If it's a true trigger to you, throw it out. Either learn to laugh at the digits and give them the finger or dispose of it altogether. The number that comes up on that screen doesn't make you who you are.

You know, I have this same issue.


I challenge myself to go a week without weighing myself, but I get so curious.  I can't just step into uncharted waters.  It's the only thing I have that lets me know what's up, or at least gives me an idea.

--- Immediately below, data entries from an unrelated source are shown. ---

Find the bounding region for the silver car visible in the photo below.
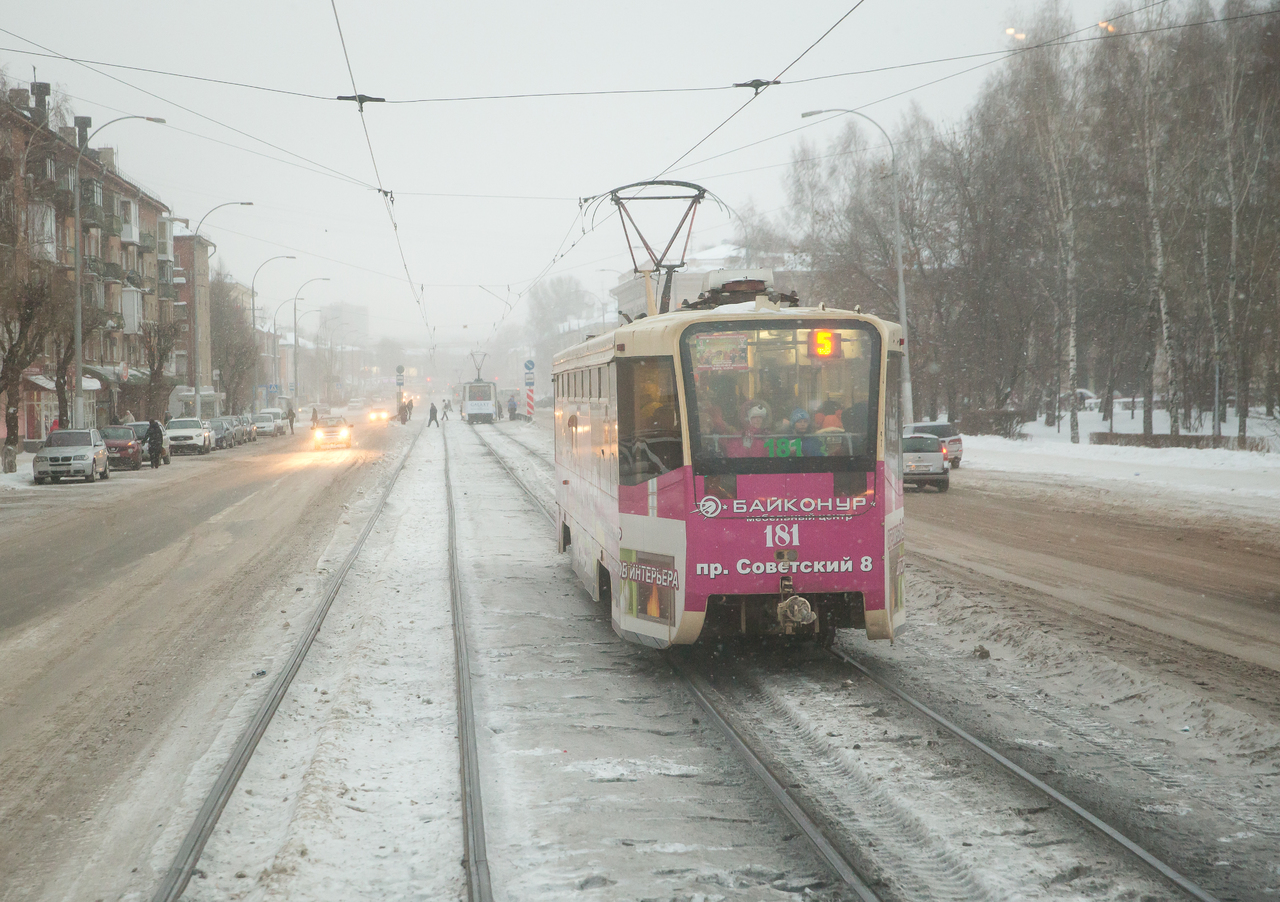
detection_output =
[902,432,951,491]
[166,417,214,454]
[253,413,280,436]
[31,429,111,485]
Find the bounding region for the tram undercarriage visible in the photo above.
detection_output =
[700,592,867,641]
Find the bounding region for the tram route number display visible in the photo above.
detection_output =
[694,554,876,580]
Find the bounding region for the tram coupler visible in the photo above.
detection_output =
[777,574,818,636]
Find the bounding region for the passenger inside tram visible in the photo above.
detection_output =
[685,328,879,458]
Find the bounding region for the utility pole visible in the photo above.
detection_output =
[72,116,164,429]
[800,110,916,426]
[248,253,297,413]
[187,201,253,420]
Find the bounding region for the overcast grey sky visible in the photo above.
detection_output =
[0,0,1114,345]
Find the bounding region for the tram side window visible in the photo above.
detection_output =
[617,357,685,485]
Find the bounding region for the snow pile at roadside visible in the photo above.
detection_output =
[0,454,36,491]
[960,435,1280,500]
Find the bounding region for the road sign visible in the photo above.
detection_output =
[525,361,534,422]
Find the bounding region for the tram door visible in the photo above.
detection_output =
[614,357,685,646]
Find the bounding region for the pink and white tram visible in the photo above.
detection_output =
[553,291,905,647]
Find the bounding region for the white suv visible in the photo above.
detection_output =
[908,420,964,470]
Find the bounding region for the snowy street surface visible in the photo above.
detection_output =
[0,423,416,902]
[187,423,838,901]
[0,404,1280,902]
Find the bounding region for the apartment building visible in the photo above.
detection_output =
[0,82,177,445]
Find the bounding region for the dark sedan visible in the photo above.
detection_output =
[99,426,142,470]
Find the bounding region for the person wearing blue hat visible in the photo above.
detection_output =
[791,407,823,457]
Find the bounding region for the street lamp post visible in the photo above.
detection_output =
[248,253,297,413]
[800,110,916,425]
[293,275,329,409]
[187,201,253,420]
[72,116,164,429]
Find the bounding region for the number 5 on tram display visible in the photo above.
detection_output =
[553,281,905,647]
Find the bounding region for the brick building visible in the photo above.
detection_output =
[0,82,177,447]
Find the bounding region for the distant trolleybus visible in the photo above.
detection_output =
[553,277,905,647]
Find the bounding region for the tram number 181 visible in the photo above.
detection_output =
[764,523,800,548]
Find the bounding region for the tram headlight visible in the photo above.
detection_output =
[778,595,818,624]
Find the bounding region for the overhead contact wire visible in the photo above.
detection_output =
[329,0,430,329]
[0,27,374,188]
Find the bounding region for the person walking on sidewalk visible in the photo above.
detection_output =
[143,418,164,470]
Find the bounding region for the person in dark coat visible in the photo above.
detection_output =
[145,418,164,470]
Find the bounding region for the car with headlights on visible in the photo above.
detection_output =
[166,417,214,454]
[99,426,142,470]
[125,420,173,463]
[311,417,351,450]
[253,413,284,436]
[31,429,111,485]
[906,420,964,470]
[902,432,951,491]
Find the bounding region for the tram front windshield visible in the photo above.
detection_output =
[682,321,881,475]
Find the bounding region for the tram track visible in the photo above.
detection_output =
[443,424,493,902]
[152,429,421,902]
[481,422,1217,902]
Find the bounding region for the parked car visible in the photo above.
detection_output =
[218,416,248,448]
[31,429,111,485]
[168,417,214,454]
[99,426,142,470]
[253,413,280,436]
[908,420,964,470]
[127,420,173,463]
[902,432,951,491]
[311,417,351,450]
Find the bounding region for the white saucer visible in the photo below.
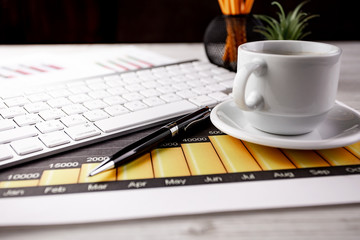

I've weighed myself weekly since I was 12, but during the peak of my ED it was maybe 10 (yeah) times a day.

I think you should throw it out, even though that's sort of hypocritcal coming from me.

If I've noticed anything, it's that I love my life so much more when I'm not using the scale, when I'm not counting calories.  I've been able to go 5 days like that, but for some reason I always break.

It's so liberating.  Just throw away the damn thing.

Get rid of the scale or have someone hide it. You would be best just getting weighed at the doctors. It would be less triggering and tempting.

thats great to hear of youre progress so far, but, are you still eating only around 1300?

Original Post by agruskin:

thats great to hear of youre progress so far, but, are you still eating only around 1300?

no. that is minimum amount i don't let myself eat under not my goal. i usually eat from 1400-1600 on normal days. i could go under or over that but not usually and i never let myself go under 1300.